Quantitative Analysis of Rotor Distribution in Atrial Fibrillation via Noninvasive Electrocardiographic Imaging

Roland Sanford1, Jonathan Chrispin2, Saman Nazarian3, Linwei Wang1
1Rochester Institute of Technology, 2John Hopkins University, 3University of Pennsylvania


Abstract

Atrial Fibrillation (AF) is the most common cardiac arrhythmia found in people of all ages. The irregular electrical signals that cause the arrhythmia are thought to be sustained by abnormalities in the heart’s tissue. These waves can be described as rotors, which appear to orbit a central region called the anchor. Current clinical solutions involve invasively mapping the epicardial and endocardial potentials to locate arrhythmia-causing tissue of either class. Once identified, the problematic tissue regions become targets of high-energy catheter ablation.
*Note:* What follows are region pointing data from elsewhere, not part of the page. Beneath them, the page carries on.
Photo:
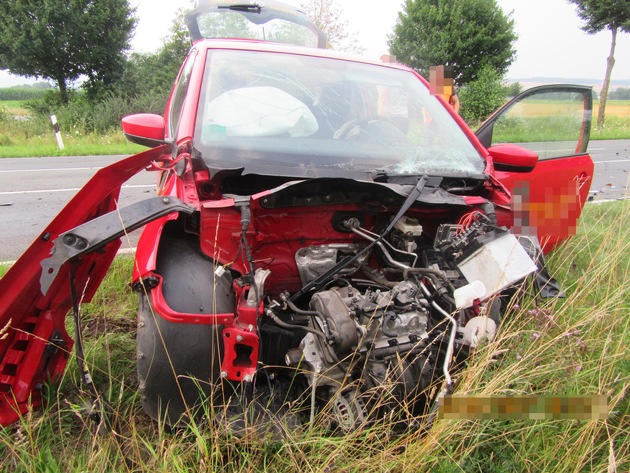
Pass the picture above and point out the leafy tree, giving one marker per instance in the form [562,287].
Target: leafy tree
[513,89]
[155,73]
[465,34]
[481,97]
[62,40]
[328,16]
[599,15]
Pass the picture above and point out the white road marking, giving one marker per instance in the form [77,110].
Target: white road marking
[46,191]
[613,161]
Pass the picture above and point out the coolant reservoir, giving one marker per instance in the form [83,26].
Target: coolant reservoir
[409,225]
[497,264]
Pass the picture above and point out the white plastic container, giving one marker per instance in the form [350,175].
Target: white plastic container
[498,264]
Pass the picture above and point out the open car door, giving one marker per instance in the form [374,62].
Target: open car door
[552,122]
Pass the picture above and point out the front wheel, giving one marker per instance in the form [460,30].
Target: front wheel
[179,364]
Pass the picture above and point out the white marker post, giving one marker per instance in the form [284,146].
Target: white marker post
[53,120]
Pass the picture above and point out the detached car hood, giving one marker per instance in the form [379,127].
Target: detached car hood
[34,345]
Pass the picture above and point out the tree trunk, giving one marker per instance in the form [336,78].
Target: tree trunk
[610,62]
[63,90]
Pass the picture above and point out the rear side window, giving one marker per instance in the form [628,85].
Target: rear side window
[179,94]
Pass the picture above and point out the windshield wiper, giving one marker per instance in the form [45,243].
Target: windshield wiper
[248,8]
[382,175]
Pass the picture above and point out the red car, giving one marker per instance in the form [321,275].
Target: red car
[327,236]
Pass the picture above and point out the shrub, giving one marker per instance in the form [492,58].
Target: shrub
[482,96]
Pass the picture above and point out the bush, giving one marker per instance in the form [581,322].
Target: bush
[482,96]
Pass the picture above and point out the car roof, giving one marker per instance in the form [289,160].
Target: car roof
[255,12]
[264,46]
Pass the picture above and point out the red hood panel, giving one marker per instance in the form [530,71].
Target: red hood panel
[34,346]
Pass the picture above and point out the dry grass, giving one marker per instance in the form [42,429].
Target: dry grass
[575,346]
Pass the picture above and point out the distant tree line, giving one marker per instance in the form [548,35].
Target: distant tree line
[619,93]
[25,92]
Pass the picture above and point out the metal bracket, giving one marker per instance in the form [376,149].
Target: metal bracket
[96,233]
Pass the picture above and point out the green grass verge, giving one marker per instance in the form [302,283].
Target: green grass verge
[74,145]
[572,346]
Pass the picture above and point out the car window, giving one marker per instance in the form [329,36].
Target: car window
[262,108]
[549,123]
[179,94]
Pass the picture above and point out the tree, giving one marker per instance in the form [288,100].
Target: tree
[513,89]
[328,16]
[465,34]
[155,73]
[599,15]
[62,40]
[481,97]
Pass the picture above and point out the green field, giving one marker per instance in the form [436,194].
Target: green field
[24,137]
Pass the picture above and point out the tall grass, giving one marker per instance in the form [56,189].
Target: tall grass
[572,346]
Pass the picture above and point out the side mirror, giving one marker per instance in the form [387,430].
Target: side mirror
[513,158]
[146,129]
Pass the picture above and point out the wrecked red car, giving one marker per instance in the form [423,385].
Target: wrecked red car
[327,236]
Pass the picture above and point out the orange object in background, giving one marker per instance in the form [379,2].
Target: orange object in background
[442,83]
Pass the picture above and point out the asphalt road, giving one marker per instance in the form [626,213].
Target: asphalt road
[34,190]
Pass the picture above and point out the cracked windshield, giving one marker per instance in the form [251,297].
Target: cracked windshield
[303,115]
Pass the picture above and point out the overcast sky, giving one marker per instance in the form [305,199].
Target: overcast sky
[550,42]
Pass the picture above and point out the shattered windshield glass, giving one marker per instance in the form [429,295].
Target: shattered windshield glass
[286,114]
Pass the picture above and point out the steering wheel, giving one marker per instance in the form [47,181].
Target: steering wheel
[375,128]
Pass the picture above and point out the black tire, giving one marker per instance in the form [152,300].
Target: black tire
[178,363]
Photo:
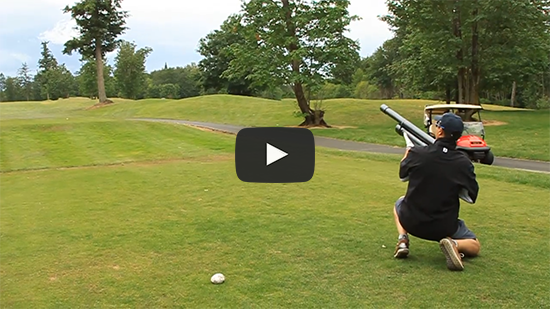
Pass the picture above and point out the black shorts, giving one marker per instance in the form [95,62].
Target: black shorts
[463,232]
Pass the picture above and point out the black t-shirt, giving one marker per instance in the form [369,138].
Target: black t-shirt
[436,174]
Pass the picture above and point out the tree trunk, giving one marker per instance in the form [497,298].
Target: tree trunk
[100,78]
[312,118]
[513,98]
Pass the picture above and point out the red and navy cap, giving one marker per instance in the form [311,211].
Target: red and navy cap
[452,124]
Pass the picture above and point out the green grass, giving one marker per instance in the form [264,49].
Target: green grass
[523,134]
[150,232]
[49,144]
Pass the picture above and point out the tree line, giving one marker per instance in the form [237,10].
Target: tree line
[467,51]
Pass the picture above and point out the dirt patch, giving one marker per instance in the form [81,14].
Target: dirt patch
[331,127]
[494,123]
[100,105]
[144,163]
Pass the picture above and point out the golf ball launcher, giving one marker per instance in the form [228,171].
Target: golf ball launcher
[418,137]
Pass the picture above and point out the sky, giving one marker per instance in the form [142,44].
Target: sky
[172,28]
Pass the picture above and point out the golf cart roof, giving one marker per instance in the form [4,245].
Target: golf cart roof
[453,106]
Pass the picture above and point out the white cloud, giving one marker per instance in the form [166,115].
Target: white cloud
[172,28]
[60,33]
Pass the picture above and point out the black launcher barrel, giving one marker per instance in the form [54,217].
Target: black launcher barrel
[407,125]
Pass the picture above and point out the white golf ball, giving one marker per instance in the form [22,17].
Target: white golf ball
[217,278]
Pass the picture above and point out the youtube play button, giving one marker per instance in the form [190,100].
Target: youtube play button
[275,155]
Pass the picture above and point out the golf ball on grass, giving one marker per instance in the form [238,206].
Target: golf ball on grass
[217,278]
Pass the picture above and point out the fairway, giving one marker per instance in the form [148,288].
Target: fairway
[515,133]
[102,212]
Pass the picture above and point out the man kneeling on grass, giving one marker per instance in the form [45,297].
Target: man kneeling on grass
[438,174]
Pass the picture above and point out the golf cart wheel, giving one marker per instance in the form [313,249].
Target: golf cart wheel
[488,159]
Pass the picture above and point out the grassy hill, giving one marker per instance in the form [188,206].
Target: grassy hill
[518,133]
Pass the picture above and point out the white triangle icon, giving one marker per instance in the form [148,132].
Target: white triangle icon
[273,154]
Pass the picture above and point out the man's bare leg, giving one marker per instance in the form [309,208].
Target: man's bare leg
[400,228]
[470,247]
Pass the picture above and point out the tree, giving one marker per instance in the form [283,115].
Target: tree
[25,81]
[87,79]
[130,70]
[217,55]
[13,91]
[47,72]
[465,44]
[187,80]
[99,23]
[292,42]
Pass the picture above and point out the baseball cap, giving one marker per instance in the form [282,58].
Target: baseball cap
[452,124]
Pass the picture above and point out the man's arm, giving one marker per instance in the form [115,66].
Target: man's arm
[405,166]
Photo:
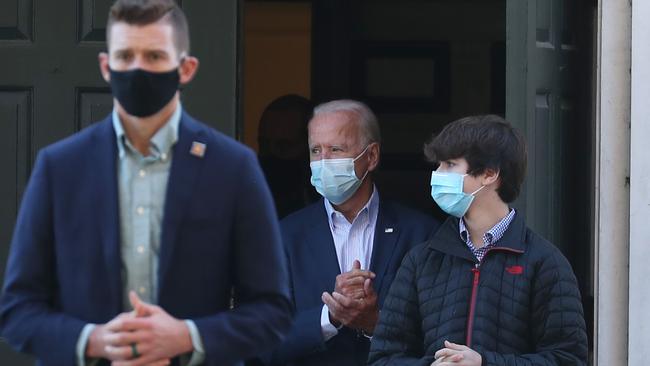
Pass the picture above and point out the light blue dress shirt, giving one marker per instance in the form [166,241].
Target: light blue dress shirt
[352,241]
[142,185]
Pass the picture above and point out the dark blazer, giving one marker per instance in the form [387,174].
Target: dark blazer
[313,267]
[219,223]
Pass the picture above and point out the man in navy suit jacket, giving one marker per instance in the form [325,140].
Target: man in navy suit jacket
[343,251]
[150,200]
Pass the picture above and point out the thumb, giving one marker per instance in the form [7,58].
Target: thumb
[356,264]
[367,287]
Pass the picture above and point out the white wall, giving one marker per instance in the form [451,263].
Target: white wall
[639,324]
[611,198]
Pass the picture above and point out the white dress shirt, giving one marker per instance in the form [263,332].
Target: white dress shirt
[352,241]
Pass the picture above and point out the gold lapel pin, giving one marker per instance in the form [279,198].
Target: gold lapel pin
[198,149]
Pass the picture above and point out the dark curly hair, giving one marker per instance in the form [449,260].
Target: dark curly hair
[486,142]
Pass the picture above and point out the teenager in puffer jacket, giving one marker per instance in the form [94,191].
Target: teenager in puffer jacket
[485,290]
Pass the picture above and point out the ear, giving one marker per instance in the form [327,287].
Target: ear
[188,68]
[103,66]
[373,156]
[490,176]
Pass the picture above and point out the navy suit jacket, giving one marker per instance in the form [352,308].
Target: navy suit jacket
[313,267]
[219,236]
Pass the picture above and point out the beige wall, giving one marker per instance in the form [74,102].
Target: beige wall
[277,57]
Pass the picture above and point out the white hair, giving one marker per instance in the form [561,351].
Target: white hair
[367,119]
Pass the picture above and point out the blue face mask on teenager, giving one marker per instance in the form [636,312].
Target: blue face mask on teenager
[447,191]
[335,179]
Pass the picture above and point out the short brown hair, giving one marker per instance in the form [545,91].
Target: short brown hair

Unfortunately, invasive procedures are associated with numerous issues that may contribute to suboptimal ablation outcomes, including limited accuracy and procedural risk. Noninvasive Electrocardiographic Imaging (ECGI) is a computational process that estimates the epicardial potentials from the patient’s geometry and body surface potentials (BSPs). In previous studies, ECGI has shown promise in localizing arrhythmia sources in AF, as verified by the results of ablation and invasive mapping data. However, detailed ECGI-based quantitative characterization of the spatiotemporal organization of AF rotors has not been presented. We present a novel study to quantify the spatiotemporal rotor distribution in the context of AF based on tracking phase singularity points (PSPs) in ECGI results. Patient-specific geometric models and recorded body-surface potentials (BSPs) serve as inputs to the computational pipeline. Second-order Tikhonov regularization is used to compute estimates of the epicardial potentials based. Dominant frequency analysis, phase mapping, and phase singularity identification serve as tools that, in conjunction with clinical insight, identify potential ablation sites. To date, thirteen total patients have been analyzed using our computational pipeline. In ECGI computed results, at each time instant when PSPs are identified, an average of (4.78 +/- 2.28) rotors were found. The majority of rotors, through stable in location, were transient in time.